Uwe: Danke! Ich zeichne schon immer gern, dementsprechend hat sich der Job dann natürlich auch angeboten.
INsider: Der Beruf Tätowierer ist soweit wir wissen aber nicht offiziell anerkannt. Wie läuft die Ausbildung zum Tätowierer ab?
Uwe: Also: Man muss zuerst einmal ein Gewerbe anmelden, damit man tätowieren darf. Und dann heißt es „Learning by doing“. Man übt auf Kunst- oder auch auf Schweinehaut, Zweiteres ist ein bisschen ekelhaft. Natürlich kann man auch einfach in ein Tattoo-Studio gehen und anfragen, ob sie dort jemanden auf 450-Euro-Basis einstellen. Während man dann so das Tätowieren lernt, absolviert man parallel eine Ausbildung im Einzelhandel. Aber egal wie: Nur durchs Üben wird man von Zeit zu Zeit besser.
INsider: Hast du dann auch an dir selbst geübt?
Uwe: Ja, selbstverständlich!
INsider: Was waren das dann für Motive?
Uwe: Das waren ein paar kleine Tattoos am Bein. An andere Stellen komm ich nicht gut genug hin. (lacht)
INsider: Eins möchten wir unbedingt wissen: Wer jammert mehr oder hat mehr Angst beim Stechen – Frauen oder Männer?
Uwe: Das ist eine gute Frage und kann ich nur schwer beantworten (lacht). Es gibt einige Frauen, die viel aushalten, aber auch welche, die übelst abkacken. Und bei Männern ganz genauso. Es kommt mehr auf die Stelle und die Größe des Motivs an, als auf das Geschlecht. Eine kleine Schrift an der Rippe, die nur eine halbe Stunde dauert, ist weniger schmerzhaft als ein aufwändiges Motiv an der gleichen Körperstelle, für das man fünf Stunden braucht. Aber ich sag mal so: Insgesamt halten Frauen ein bisschen mehr aus!
INsider: Körperstelle ist ein gutes Stichwort. Jeder, der sich sein erstes Tattoo stechen lassen will, überlegt gut, wohin es soll. Gibt es eine Stelle, welche Sie für das erste Tattoo besonders empfehlen?
Uwe: Auf jedenfalls eine Körperregion, die man nicht immer sofort sieht, vielleicht den Oberarm oder die Brust. Viele wollen heutzutage ihr erstes Tattoo auf den Unterarm, aber das finde ich zu krass. Ich empfehle eine Stelle, die man mit Kleidung verstecken kann – vor allem, wenn man jung ist und noch nicht weiß, wo einen das Leben berufstechnisch hinführt.

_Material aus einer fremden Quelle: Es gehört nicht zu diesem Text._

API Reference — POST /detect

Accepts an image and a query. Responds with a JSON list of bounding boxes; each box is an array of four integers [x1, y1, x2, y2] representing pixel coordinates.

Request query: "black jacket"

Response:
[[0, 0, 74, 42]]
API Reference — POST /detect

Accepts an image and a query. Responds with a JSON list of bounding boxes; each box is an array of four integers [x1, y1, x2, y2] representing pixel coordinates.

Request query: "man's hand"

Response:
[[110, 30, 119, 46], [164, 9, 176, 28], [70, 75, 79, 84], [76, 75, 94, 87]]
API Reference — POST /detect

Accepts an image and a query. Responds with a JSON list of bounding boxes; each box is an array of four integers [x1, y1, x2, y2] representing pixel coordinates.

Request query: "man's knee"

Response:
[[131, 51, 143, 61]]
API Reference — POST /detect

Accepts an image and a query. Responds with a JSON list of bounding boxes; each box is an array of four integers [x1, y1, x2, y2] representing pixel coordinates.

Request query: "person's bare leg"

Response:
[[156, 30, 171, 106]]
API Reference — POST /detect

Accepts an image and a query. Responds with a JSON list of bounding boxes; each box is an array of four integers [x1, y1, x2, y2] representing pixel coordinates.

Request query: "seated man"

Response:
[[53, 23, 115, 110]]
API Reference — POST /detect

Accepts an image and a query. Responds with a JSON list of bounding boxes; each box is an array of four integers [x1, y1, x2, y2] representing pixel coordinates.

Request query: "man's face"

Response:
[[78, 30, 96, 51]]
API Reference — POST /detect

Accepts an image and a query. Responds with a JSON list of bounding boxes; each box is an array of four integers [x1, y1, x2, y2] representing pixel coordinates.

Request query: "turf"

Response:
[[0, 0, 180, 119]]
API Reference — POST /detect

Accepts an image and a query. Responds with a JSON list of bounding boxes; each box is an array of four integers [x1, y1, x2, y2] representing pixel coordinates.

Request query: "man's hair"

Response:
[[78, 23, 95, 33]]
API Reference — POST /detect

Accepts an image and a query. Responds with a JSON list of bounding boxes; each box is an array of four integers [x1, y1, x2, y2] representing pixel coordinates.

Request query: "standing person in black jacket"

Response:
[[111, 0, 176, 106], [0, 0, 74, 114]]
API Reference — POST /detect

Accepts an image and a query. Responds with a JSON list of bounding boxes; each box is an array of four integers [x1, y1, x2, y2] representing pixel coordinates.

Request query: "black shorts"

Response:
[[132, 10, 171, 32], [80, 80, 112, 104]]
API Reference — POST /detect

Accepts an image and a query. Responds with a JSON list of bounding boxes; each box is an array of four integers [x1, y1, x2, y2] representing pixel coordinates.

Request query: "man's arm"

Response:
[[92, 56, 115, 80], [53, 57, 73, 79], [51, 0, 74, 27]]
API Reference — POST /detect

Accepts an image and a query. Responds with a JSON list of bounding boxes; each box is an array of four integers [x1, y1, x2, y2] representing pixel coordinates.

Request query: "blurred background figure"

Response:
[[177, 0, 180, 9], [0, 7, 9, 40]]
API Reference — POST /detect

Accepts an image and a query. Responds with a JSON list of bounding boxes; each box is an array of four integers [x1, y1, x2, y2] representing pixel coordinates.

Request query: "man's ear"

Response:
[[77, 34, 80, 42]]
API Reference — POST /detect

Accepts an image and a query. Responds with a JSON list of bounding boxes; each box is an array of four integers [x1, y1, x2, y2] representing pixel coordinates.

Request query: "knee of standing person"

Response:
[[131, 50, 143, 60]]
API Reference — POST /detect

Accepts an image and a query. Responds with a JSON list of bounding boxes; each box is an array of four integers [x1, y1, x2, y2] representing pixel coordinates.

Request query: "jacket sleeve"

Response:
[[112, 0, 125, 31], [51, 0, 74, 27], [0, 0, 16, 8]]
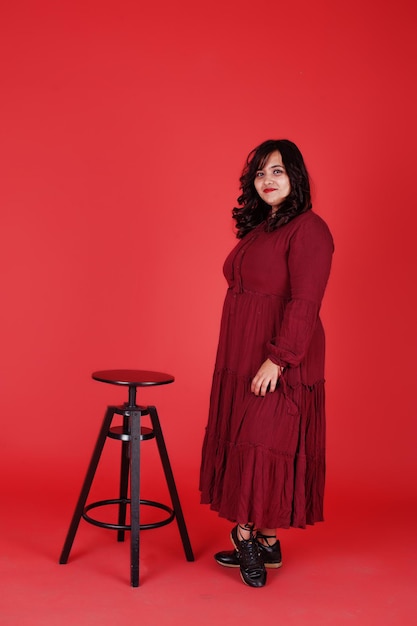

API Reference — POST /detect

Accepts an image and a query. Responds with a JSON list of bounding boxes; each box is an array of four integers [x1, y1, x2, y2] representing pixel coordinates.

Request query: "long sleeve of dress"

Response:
[[267, 218, 334, 367]]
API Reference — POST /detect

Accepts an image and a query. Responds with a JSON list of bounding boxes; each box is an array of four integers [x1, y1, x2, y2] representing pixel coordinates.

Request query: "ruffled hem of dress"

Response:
[[200, 371, 325, 528]]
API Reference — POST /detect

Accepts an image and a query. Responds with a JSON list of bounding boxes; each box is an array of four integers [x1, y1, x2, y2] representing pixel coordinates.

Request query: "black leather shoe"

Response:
[[214, 540, 282, 569], [230, 526, 266, 587]]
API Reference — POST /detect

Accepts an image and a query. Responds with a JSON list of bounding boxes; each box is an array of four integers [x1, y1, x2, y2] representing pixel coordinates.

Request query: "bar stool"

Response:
[[59, 370, 194, 587]]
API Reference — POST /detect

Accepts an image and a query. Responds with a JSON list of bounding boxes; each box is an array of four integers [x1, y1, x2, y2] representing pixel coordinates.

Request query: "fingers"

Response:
[[251, 361, 283, 396]]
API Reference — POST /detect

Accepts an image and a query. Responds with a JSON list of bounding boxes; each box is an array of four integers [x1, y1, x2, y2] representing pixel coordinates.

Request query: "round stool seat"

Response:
[[91, 370, 175, 387]]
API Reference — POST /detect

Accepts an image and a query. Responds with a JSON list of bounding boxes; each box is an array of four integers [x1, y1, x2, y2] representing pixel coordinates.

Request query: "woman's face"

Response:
[[254, 150, 291, 213]]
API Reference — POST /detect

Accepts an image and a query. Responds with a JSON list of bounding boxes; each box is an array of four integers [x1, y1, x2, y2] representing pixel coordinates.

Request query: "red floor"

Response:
[[0, 476, 417, 626]]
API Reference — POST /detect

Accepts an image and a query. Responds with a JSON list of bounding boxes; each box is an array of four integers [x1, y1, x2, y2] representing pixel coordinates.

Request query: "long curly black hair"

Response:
[[232, 139, 313, 239]]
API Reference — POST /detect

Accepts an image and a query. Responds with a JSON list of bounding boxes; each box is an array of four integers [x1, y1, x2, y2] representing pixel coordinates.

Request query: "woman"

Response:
[[200, 139, 333, 587]]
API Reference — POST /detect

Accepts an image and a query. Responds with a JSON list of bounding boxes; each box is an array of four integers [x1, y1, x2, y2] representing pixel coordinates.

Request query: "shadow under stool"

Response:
[[59, 370, 194, 587]]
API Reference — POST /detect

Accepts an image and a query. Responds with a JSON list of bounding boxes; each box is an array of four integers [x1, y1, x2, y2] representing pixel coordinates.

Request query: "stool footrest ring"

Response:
[[82, 498, 175, 530]]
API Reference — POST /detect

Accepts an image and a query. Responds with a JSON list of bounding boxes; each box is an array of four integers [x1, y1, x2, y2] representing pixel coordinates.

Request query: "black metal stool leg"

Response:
[[59, 406, 114, 564], [117, 415, 130, 541], [148, 406, 194, 561], [130, 411, 141, 587]]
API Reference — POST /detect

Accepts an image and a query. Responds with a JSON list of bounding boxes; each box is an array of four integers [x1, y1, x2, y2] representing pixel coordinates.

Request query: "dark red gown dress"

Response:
[[200, 211, 333, 528]]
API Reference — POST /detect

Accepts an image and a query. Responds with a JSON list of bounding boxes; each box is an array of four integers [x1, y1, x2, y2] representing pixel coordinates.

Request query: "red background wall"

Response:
[[0, 0, 417, 515]]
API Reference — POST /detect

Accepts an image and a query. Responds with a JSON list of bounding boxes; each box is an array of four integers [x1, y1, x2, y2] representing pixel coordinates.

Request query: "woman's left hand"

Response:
[[251, 359, 284, 396]]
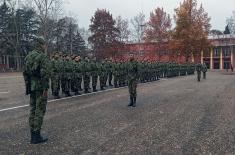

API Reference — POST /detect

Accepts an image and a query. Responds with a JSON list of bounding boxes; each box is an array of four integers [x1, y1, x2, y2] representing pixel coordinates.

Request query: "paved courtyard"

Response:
[[0, 72, 235, 155]]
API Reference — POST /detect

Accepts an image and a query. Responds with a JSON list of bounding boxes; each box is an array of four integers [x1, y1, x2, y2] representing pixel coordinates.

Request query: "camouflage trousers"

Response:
[[91, 75, 98, 87], [29, 91, 47, 131], [51, 76, 60, 96], [197, 72, 201, 81], [71, 76, 82, 92], [203, 72, 206, 79], [83, 74, 90, 89], [61, 78, 71, 94], [128, 79, 137, 97], [109, 72, 113, 85]]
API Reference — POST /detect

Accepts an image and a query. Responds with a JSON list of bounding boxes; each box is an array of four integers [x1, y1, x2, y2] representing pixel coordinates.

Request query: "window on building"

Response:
[[214, 48, 220, 57], [139, 51, 144, 56], [223, 47, 231, 57]]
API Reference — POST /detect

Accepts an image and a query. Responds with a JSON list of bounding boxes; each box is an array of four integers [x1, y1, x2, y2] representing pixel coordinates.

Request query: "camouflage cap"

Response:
[[34, 36, 46, 45]]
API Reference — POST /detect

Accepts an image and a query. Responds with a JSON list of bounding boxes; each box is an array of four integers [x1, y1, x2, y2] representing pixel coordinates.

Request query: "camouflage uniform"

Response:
[[202, 64, 207, 79], [82, 58, 91, 93], [61, 55, 73, 96], [51, 54, 62, 98], [72, 56, 82, 95], [23, 37, 51, 144], [196, 64, 202, 82], [107, 61, 113, 86], [112, 62, 119, 88], [91, 60, 98, 92], [99, 61, 108, 90], [127, 58, 138, 107]]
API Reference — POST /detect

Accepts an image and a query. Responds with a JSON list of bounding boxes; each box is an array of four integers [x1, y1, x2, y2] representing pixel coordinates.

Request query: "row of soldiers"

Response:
[[51, 53, 195, 98]]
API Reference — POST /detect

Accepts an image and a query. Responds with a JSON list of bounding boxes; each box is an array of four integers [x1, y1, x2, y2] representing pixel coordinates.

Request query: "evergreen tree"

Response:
[[224, 25, 230, 34]]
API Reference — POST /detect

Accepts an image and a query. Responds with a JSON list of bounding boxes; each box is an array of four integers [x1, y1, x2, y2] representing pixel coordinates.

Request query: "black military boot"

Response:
[[54, 93, 60, 99], [128, 97, 134, 107], [132, 97, 136, 107], [31, 131, 48, 144], [84, 88, 91, 94], [30, 130, 35, 144], [93, 86, 97, 92], [74, 91, 81, 95], [65, 91, 71, 97]]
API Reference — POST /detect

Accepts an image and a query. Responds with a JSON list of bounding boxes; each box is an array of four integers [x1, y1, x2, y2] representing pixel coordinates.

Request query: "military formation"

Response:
[[23, 38, 202, 144], [51, 52, 195, 99], [196, 63, 207, 82]]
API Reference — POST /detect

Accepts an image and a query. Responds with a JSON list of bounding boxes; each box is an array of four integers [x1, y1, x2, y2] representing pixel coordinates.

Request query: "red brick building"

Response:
[[109, 35, 235, 69]]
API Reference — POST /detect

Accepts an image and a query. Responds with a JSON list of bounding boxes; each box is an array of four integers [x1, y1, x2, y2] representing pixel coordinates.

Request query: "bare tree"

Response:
[[131, 12, 146, 42], [33, 0, 63, 53], [227, 11, 235, 34], [116, 16, 131, 43]]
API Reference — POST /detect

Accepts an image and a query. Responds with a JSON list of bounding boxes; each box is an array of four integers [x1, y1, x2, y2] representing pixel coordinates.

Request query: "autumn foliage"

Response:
[[88, 9, 120, 58], [145, 7, 171, 42], [171, 0, 211, 61]]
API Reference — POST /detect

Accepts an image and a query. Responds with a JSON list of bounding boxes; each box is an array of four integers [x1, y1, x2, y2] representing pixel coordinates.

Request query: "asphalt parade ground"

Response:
[[0, 72, 235, 155]]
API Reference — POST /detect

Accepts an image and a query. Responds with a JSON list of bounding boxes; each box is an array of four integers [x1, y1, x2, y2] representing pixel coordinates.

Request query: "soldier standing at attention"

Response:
[[51, 53, 62, 99], [202, 63, 207, 79], [82, 57, 91, 94], [72, 56, 82, 95], [90, 58, 98, 92], [127, 55, 138, 107], [23, 38, 51, 144], [196, 64, 202, 82]]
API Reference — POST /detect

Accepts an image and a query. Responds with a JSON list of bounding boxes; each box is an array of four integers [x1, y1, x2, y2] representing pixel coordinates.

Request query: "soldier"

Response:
[[61, 54, 73, 97], [202, 63, 207, 79], [112, 61, 120, 88], [196, 64, 202, 82], [51, 53, 62, 99], [99, 60, 108, 90], [107, 59, 113, 86], [72, 56, 82, 95], [82, 57, 91, 94], [23, 38, 51, 144], [90, 58, 98, 92], [127, 55, 138, 107]]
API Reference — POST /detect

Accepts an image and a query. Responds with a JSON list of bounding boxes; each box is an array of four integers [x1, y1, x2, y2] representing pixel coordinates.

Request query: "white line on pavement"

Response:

INsider: Man hört immer wieder von unterschiedlichen Tattoo-Trends. Was sind denn aktuelle Trends? Und was halten Sie von diesen?
Uwe: Momentan lassen sich viele einen Tiger oder Löwen tätowieren. Das ist also nichts Individuelles mehr, aber trotzdem ein schönes Motiv. Wenn’s den Leuten gefällt, warum also nicht?
INsider: Ein weiteres gängiges Motiv sind Band- oder Vereinslogos. Was halten Sie davon?
Uwe: Finde ich cool, wenn man dahintersteht.
INsider: Wir interessieren uns außerdem für die Tinte: Gibt es da eine gängige, die jeder Tätowierer nutzt, oder schwört hier jeder auf eine bestimmte Marke?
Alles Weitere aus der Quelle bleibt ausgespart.